Il lui appartient donc de rapporter la preuve que les conséquences manifestement excessives alléguées ne se sont révélées qu’après le 3 juin 2024, date du jugement.
Mme [U] [N] avait connaissance des demandes de M. [B] [O] avant que le jugement ne soit rendu, de telle sorte qu’elle savait qu’elle pouvait être expulsée du logement et condamnée à payer les sommes visées dans la décision avant le 3 juin 2024.
Mme [U] [N] indique que l’état du logement loué se serait dégradé après le jugement.
Cet élément n’a toutefois aucune incidence sur les conséquences de l’expulsion et le paiement des loyers, charges et indemnités d’occupation.
Il est sans emport sur la solution du litige.
Mme [U] [N], âgée de 76 ans, invoque son état de santé.
Toutefois, le certificat médical produit ne démontre pas que Mme [U] [N] a des problèmes de santé qui se sont révélés après le 3 juin 2024 puisqu’il fait seulement référence à des symptômes anxieux et des douleurs articulaires sans plus de précisions.
Enfin, Mme [U] [N] évoque les difficultés à trouver un nouveau logement.
Pour en justifier, elle verse aux débats un document indiquant qu’elle doit produire des quittances de loyer ce qu’elle ne peut faire puisqu’elle n’est pas à jour de ses loyers et charges locatives.
Cependant, cet élément n’est pas nouveau puisque le litige au fond avait notamment pour objet le règlement d’un arriéré de loyers et charges.

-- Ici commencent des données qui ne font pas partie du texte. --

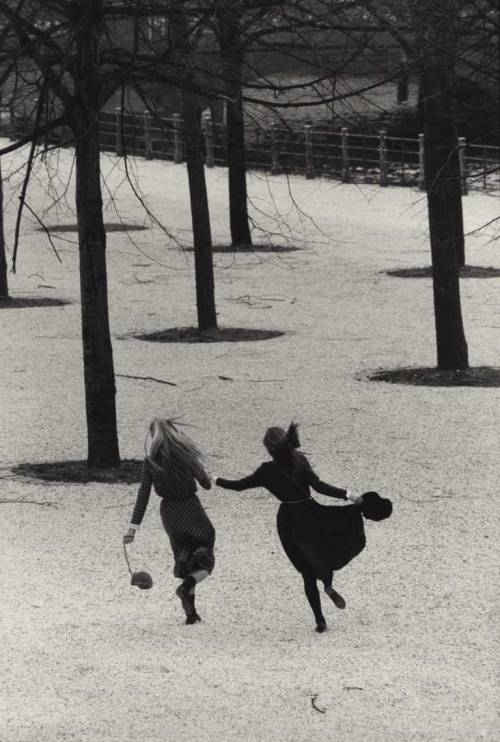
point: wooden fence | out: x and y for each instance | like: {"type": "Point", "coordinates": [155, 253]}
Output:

Elle indique par ailleurs qu’il est 'de notoriété publique que l’accès à un logement du parc social est une démarche extrêmement longue’ ce qui démontre que les difficultés pour retrouver un logement étaient connues avant que le jugement ne soit rendu.

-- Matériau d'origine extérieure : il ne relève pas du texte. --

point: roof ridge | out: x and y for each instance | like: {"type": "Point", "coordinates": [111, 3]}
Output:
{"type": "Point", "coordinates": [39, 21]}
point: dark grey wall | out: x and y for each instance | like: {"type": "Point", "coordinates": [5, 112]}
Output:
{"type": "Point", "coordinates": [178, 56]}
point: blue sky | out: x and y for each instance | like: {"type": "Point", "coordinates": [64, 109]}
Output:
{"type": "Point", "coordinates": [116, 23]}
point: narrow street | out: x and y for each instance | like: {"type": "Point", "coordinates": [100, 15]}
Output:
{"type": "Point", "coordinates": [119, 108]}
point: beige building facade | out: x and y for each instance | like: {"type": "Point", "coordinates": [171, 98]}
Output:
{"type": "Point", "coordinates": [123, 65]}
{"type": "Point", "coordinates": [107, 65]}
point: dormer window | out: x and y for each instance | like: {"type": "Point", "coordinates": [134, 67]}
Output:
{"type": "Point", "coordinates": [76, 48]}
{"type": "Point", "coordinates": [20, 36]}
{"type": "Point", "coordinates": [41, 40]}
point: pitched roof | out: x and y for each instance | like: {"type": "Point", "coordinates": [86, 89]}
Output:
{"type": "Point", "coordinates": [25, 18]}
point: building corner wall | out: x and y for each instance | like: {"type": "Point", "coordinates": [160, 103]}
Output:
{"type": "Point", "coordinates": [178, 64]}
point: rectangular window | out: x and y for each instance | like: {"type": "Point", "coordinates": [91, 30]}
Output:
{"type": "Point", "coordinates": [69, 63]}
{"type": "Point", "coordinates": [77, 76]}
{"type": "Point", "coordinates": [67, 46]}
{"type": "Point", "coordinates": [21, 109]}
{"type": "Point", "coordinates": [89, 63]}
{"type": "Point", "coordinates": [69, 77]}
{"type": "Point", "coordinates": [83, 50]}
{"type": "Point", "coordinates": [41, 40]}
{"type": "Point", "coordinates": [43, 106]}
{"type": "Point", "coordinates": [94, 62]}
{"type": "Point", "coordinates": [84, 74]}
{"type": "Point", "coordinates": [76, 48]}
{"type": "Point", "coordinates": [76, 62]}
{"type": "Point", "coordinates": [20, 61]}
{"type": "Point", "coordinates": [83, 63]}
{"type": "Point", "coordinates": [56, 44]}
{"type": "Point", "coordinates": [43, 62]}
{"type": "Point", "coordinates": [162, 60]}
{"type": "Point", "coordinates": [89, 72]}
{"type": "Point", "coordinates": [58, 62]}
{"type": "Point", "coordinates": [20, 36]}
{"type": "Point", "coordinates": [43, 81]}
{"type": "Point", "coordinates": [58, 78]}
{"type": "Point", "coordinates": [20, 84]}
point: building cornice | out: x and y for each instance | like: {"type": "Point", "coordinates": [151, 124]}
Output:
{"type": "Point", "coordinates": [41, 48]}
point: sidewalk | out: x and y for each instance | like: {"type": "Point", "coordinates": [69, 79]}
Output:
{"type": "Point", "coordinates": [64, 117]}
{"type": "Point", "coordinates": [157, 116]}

Compte tenu de ces observations, Mme [U] [N] ne rapporte pas la preuve de conséquences manifestement excessives qui se sont révélées postérieurement à la décision de première instance.

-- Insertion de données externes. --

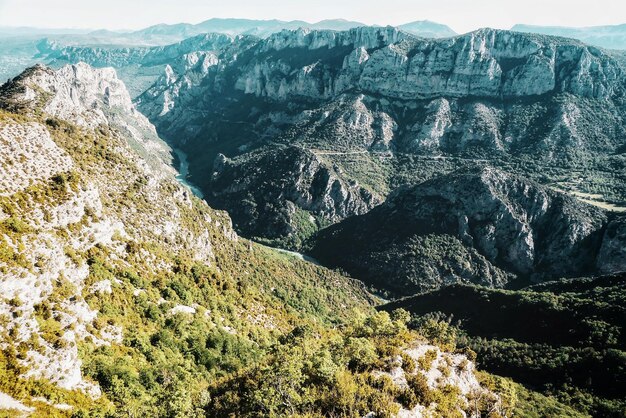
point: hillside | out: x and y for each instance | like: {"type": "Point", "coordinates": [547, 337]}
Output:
{"type": "Point", "coordinates": [477, 225]}
{"type": "Point", "coordinates": [123, 294]}
{"type": "Point", "coordinates": [380, 108]}
{"type": "Point", "coordinates": [610, 37]}
{"type": "Point", "coordinates": [564, 337]}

Sa demande d’arrêt de l’exécution provisoire sera déclarée irrecevable.
Succombant, Mme [U] [N] sera condamnée aux dépens.
Il est équitable de la condamner à payer 1000 euros à M. [B] [O] au titre des frais irrépétibles.
PAR CES MOTIFS
Par ordonnance rendue contradictoirement, publiquement par mise à disposition au greffe ;
Déclarons irrecevable la demande d’arrêt de l’exécution provisoire ;
Condamnons Mme [U] [N] aux dépens de la présente instance ;
Condamnons Mme [U] [N] à payer à M. [B] [O] la somme de 1000 euros au titre de l’article 700 du code de procédure civile.